So, it’s really — it’s our core business model, just really elevated. I’ll start with the answer to the question you asked Navdeep just about the newness and the innovation for 2024. We are really excited. And I would say if you go into our stores right now, you can see our spring set. You can see the — on the soft line side as well as the hard lines and team sports. We are very excited about the innovation that’s coming down the pike and our increased access to some of the very hot product that people are reacting — the athletes are reacting really well to. Navdeep, I’ll turn it to you for the inventory question.
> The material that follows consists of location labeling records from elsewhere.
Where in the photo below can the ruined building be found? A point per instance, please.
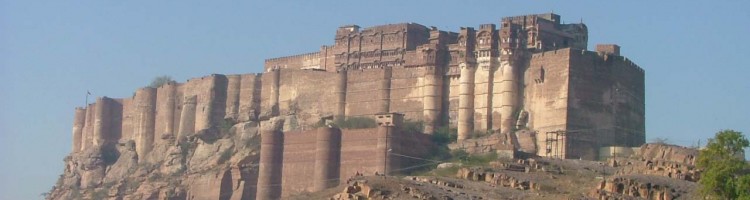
(532, 73)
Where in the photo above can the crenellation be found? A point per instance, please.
(529, 76)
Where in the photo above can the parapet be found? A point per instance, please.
(608, 49)
(389, 119)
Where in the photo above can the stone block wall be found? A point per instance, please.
(546, 96)
(361, 151)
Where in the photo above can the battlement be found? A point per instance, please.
(597, 57)
(544, 81)
(300, 61)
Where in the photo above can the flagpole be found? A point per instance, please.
(87, 98)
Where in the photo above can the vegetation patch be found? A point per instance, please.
(355, 122)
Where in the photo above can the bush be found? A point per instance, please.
(473, 160)
(161, 80)
(725, 174)
(355, 122)
(226, 125)
(410, 126)
(225, 155)
(444, 135)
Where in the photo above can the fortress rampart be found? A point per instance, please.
(533, 74)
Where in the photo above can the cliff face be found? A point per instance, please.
(202, 140)
(178, 141)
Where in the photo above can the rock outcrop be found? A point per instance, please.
(220, 166)
(642, 186)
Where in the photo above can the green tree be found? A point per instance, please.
(725, 173)
(161, 80)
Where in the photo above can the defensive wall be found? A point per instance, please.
(331, 156)
(572, 100)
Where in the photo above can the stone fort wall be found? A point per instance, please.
(485, 80)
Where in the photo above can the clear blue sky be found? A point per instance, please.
(694, 54)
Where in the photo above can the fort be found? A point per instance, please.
(532, 81)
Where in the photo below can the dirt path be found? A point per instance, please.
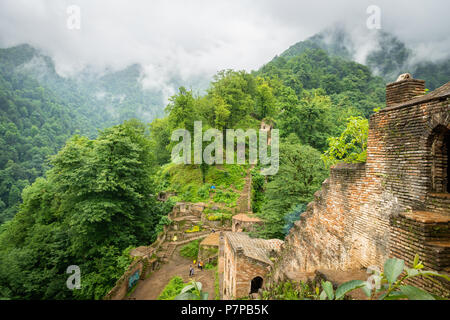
(150, 288)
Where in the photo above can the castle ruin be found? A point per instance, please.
(396, 204)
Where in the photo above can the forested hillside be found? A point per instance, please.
(40, 110)
(95, 198)
(382, 52)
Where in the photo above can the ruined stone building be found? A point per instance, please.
(396, 204)
(245, 222)
(245, 262)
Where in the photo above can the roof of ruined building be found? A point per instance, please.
(139, 251)
(211, 240)
(258, 249)
(246, 218)
(439, 93)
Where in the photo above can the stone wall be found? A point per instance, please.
(359, 219)
(239, 270)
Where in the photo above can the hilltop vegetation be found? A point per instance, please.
(95, 198)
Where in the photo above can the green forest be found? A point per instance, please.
(78, 184)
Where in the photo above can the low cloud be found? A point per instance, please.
(193, 39)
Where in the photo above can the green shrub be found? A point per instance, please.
(193, 229)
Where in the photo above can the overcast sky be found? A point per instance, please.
(202, 36)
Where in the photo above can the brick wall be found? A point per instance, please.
(239, 270)
(358, 217)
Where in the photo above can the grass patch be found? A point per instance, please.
(190, 250)
(172, 289)
(187, 182)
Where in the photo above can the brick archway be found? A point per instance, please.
(256, 284)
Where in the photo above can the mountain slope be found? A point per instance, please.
(382, 52)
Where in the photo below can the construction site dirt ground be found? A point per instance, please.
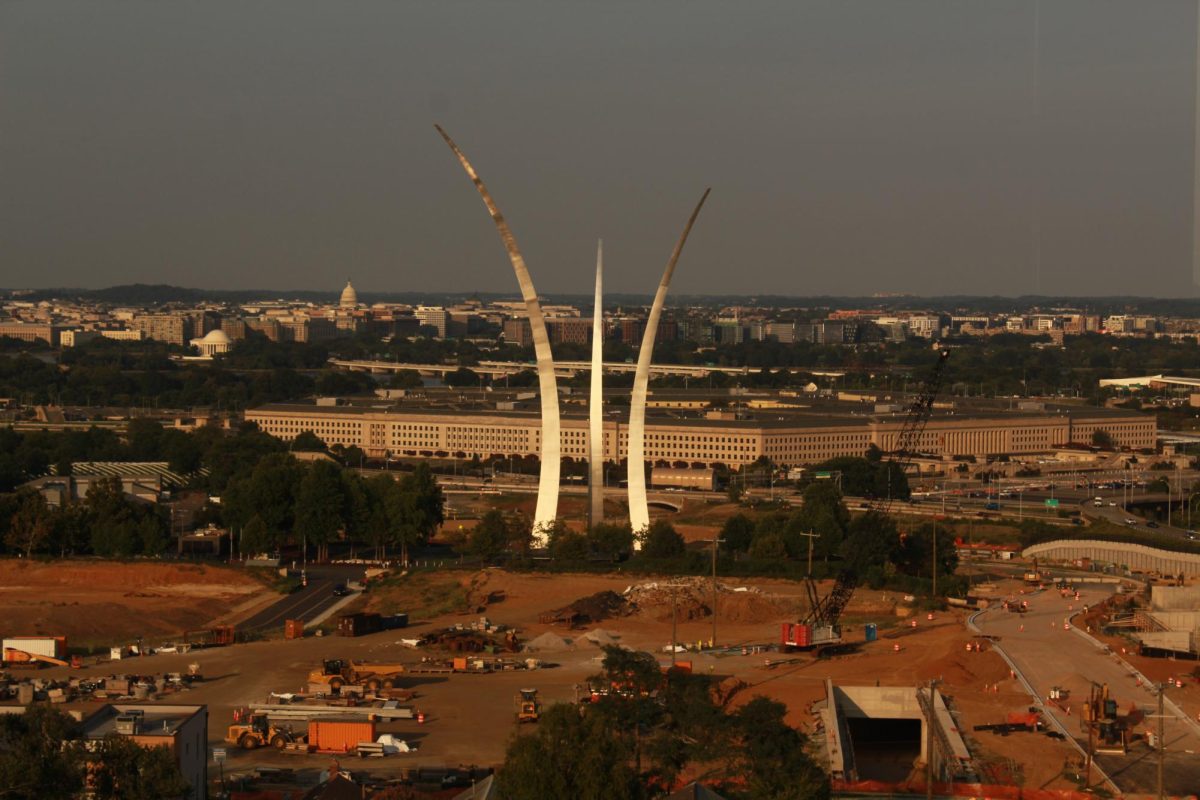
(97, 603)
(469, 717)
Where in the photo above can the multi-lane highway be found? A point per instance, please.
(305, 603)
(1048, 651)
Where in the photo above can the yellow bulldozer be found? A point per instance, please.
(528, 705)
(257, 731)
(336, 673)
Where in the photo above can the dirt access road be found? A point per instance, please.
(1048, 654)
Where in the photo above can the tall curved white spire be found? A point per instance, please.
(639, 507)
(595, 407)
(551, 444)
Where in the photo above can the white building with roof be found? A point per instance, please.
(349, 298)
(211, 343)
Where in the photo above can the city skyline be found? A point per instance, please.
(1008, 149)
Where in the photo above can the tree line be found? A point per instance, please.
(43, 758)
(645, 729)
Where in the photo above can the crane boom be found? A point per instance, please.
(825, 612)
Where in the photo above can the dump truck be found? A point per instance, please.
(336, 673)
(258, 732)
(528, 705)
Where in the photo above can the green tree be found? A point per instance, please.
(772, 756)
(34, 764)
(916, 555)
(489, 539)
(125, 770)
(256, 537)
(611, 540)
(565, 545)
(31, 523)
(825, 513)
(768, 547)
(424, 509)
(319, 504)
(738, 533)
(571, 755)
(871, 543)
(661, 541)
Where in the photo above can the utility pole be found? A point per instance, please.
(933, 567)
(810, 536)
(929, 745)
(1162, 743)
(675, 620)
(715, 542)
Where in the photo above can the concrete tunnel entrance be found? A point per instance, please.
(886, 749)
(882, 733)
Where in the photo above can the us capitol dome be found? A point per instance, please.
(349, 296)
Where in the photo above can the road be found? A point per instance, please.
(1048, 655)
(307, 602)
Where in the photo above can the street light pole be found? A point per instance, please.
(715, 542)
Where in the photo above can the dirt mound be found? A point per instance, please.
(592, 608)
(691, 599)
(601, 637)
(547, 642)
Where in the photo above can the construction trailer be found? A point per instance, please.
(340, 735)
(34, 651)
(528, 705)
(1107, 731)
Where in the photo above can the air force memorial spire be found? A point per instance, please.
(595, 404)
(639, 506)
(551, 446)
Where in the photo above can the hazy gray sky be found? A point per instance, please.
(852, 146)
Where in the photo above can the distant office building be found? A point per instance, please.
(118, 335)
(517, 331)
(569, 330)
(433, 317)
(213, 343)
(783, 332)
(1119, 324)
(31, 332)
(265, 325)
(172, 329)
(306, 329)
(233, 328)
(181, 729)
(349, 298)
(708, 441)
(925, 325)
(75, 337)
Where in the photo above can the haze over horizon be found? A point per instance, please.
(853, 146)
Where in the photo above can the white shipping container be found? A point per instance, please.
(41, 645)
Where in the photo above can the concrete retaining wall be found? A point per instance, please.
(1134, 557)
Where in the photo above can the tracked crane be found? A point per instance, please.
(821, 625)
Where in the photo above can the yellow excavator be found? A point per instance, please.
(528, 705)
(258, 732)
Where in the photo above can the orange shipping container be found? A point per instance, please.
(339, 737)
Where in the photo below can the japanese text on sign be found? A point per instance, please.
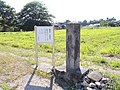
(44, 34)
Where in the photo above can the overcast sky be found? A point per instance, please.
(76, 10)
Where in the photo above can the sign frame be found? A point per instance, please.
(41, 42)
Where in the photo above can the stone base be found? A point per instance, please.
(89, 80)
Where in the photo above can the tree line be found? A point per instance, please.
(112, 22)
(33, 13)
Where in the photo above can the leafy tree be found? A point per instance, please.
(33, 13)
(7, 16)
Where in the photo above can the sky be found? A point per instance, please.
(75, 10)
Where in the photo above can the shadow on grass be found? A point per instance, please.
(32, 87)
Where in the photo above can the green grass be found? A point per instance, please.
(95, 45)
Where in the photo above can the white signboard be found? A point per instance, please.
(44, 34)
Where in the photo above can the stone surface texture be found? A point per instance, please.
(72, 47)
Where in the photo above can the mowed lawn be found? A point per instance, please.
(100, 47)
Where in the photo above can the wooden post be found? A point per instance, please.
(73, 50)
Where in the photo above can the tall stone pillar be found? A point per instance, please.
(73, 49)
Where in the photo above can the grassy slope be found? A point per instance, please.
(95, 44)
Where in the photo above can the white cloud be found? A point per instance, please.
(76, 9)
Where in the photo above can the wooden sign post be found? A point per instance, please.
(44, 34)
(73, 50)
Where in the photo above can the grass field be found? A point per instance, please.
(99, 48)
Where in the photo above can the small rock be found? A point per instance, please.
(98, 84)
(95, 76)
(92, 85)
(87, 80)
(105, 80)
(85, 84)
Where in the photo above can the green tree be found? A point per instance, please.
(34, 13)
(7, 16)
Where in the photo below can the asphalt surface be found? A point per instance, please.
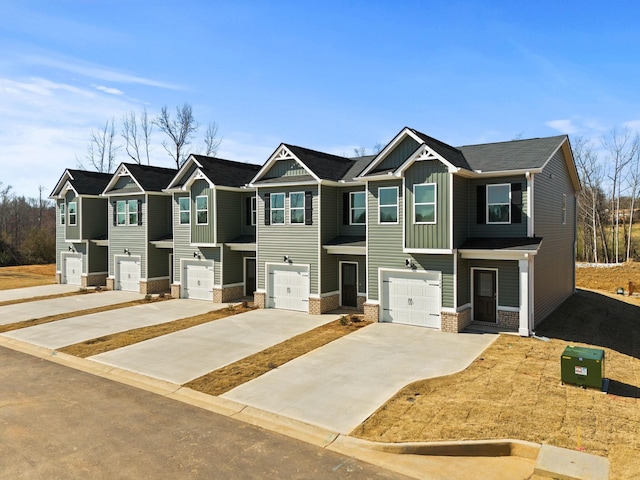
(60, 423)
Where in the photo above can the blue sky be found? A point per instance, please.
(330, 75)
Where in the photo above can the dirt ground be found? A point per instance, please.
(27, 276)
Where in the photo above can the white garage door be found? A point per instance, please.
(72, 270)
(412, 298)
(128, 274)
(289, 287)
(197, 280)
Navdeep Gupta: Good morning, Adrienne. Thanks for the question. So, really, pleased with the overall inventory and the quality and — of the inventory that we finished 2023 with. Our inventory grew just about 1% on top of a 5% growth in sales. And as we reiterated, this morning that the focus that we have of keeping our inventory clean and well-positioned is the core tenet and the core strategy of the company. And that is what is allowing us to continue to differentiate our results versus our competition. And in terms of our expectations for 2024, like Lauren said, there is so much of innovative and newness available to us in the market, not only from the national brands, but also from the emerging brands. So, looking deeper into it, I’m really excited about the spring assortment as well as, the more assortment that we see coming into our stores, both in House of Sport and in the next-gen 50K locations.
Adrienne Yih: Fantastic. Great job.
Navdeep Gupta: Thank you.
Operator: Your next question comes from the line of Chris Horvers with JPMorgan. Please go ahead.
Chris Horvers: Thanks. Good morning, everybody. So, my first question is trying to pull together some of the different commentary and questions that we’ve already had. As you think about — you gave the EBITDA four-wall EBITDA margin for both concepts. Can you talk about the merch margin? It sounds like it’s higher. How does that — how do you think about the other lines of the P&Ls? Is the occupancy cost higher? And then, what about the cost to actually operate the store in terms of trying to understand the breakdown to get to that 20% four-wall EBITDA margin and how does that compare to the existing box?
Navdeep Gupta: Yeah, Chris, first of all, really excited to be able to share the economics of our House of Sport location and the 50K next-gen store. This has been something that has been requested for a while, but we wanted to make sure we had enough maturity as well as enough time behind us to be able to share these economic. So, let’s start with the top-line. Really great to see — first of all, our stores open at full maturity because of the strong brand awareness and the brand positioning that we have in these markets. The House of Sport locations are opening on an omnichannel basis, almost about a $35 million in top-line sales and almost about $14 million when it comes to the next-gen 50K. Like I think that you called it out that we have a comparable EBITDA margins between both these boxes.
And as you can expect that there’s a little bit of an interplay that happens between the margin and the SG&A. You have a little bit more of the elevated experience being provided in House of Sport locations. And so, therefore, there is a little bit of a higher service level component to it, but the service also comes with the revenue associated with it. So there’s a little bit of a higher margin you get from that, I would say. And I think that you called out occupancy. There’s a little bit of a more capital investment that we are putting into it. So that plays into the depreciation. But when you look at the overall, just operating — the EBITDA margin rates that we are driving, we are very, very happy with the returns that we are driving and the strong profitability that we are delivering out of both these boxes.
Chris Horvers: Got it. So, succinctly, it allows you — and I think Lauren, you said this earlier, it’s basically, this is the next sort of lever to continue to gain share and the components might be different, but at the end of the day, the margin returns are comparable and it’s the opportunity to continue to grow?
Navdeep Gupta: Yeah. Chris, I will build on what we have been saying that the financial returns are great, but what is even better is how well this overall concept is resonating not only with our brand partners, with our athletes and also with the community. And that’s what we see as a long-term drivers of the differentiation of getting better access, getting more allocated product available to us, having the emerging brands come to us and want to partner with us in these really, really experiential destinations. And that is what we consider as a true differentiator for DICK’S Sporting Goods.
Chris Horvers: Understood. That’s very helpful. And my follow-up is, Navdeep, you talked about some particular headwinds in the first quarter. Maybe is there — maybe you could just bring those all together? And is there a certain way that we should be thinking about the investments and how that’s going to affect the SG&A? And you talked about shrink in terms of the gross margin. Would you still expect merchandise margin to be up? So, maybe just a finer point around the first quarter. Thank you.